Manifold Valves in Flow Measurement

Manifold Valves in Flow Measurement

Several approaches to measuring and controlling flow in process applications have been established over the years by the industry. Magnetic flow meters, Coriolis flowmeters, vortex meters, thermal dispersion flow meters, and a wide range of differential sensing primary elements are some examples that have successfully evolved over the years. 

Installing a differential sensing system to produce the pressure drop is one of the oldest methods of calculating flow. The orifice plate is still widely used in this process. Wedge meters, pitot meters, VENTURI meters, cone style meters, and other differential producing devices are examples. 

Many experienced industry experts would inform us that there is no one-size-fits-all solution when it comes to flow calculation. The process itself and economics and performance expectations all play a role in determining the best method to use. 

The user must be aware of the following while using the DP method to measure flow accurately.

  • The specific gravity or density of the fluid under consideration. 
  • Chemical compatibility of the media with the materials used. 
  • The estimated minimum and maximum flow rates. 
  • The media's static pressure and temperature (particularly in gas measurement applications). 
  • The inside diameter of the tubing. 
  • The primary element's parameters (in the case of the orifice plate, the bore dimension and bore location within the plate). 
  • The user must examine the pipe's flow profile to ensure that sufficient fully formed turbulent flow to obtain an accurate measurement (Reynolds number calculations come into play, and piping conditions in the process should be analyzed upstream and downstream). 
  • What amount of differential pressure does the consumer want to generate? 
  • Is the generated DP compatible with the flow device or transmitter? 
  • How much pressure drop in the flow stream is acceptable?

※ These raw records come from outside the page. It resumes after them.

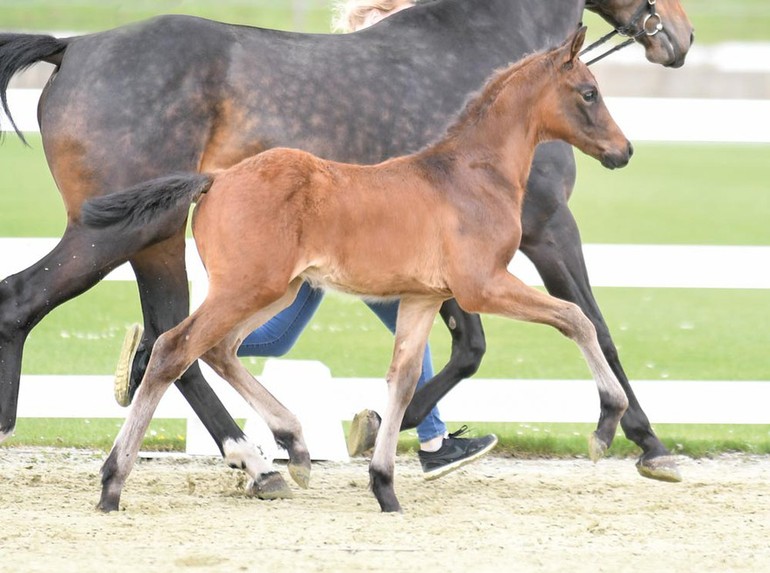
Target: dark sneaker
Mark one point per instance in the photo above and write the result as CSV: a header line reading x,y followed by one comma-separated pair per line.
x,y
122,384
454,453
363,432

So, where do manifold valve products fit in, and why are they so crucial? For the most part, the valves are service valves between the primary meter and the measuring instrument (DP transmitter or flow computer). The valves allow the user to block in, calibrate or check calibration, replace instruments, and vent entrapped pressure without shutting down the critical operation.

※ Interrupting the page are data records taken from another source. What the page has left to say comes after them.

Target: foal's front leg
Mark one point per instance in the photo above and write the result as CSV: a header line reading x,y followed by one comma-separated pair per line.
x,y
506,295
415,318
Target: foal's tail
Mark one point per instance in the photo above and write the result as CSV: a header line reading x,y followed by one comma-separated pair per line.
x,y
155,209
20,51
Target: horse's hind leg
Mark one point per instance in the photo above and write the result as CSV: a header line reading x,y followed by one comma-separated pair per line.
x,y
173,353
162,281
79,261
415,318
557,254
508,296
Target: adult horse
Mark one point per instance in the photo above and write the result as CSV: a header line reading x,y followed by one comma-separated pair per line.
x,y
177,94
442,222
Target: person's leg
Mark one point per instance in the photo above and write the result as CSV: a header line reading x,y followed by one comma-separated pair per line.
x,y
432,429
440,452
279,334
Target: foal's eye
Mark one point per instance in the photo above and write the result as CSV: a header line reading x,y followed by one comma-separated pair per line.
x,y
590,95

Manifold Valves are available in several configurations, soft seat, hard seat, 2-valve types, 3-valve types, or 5-valve types. They are available in various materials, but stainless steel and carbon steel are the most common. These valves come with a standard bore or large bore design for custody transfer applications. Manifold valves offer high and low-pressure isolation (pressure upstream and downstream of the differential producing element) and the ability to equalize the differential pressure to the transmitter or flow computer.  Finally, manifold valves can offer a dedicated vent valve to vent entrapped pressure during service operations.

In conclusion, manifold valves play a critical role in allowing the user to operate and service instrumentation in their processes safely. Every application and every supplier's goal is to work collaboratively to achieve safety, protect valuable assets, reduce downtime during maintenance, lower maintenance cost, and higher measurement accuracy.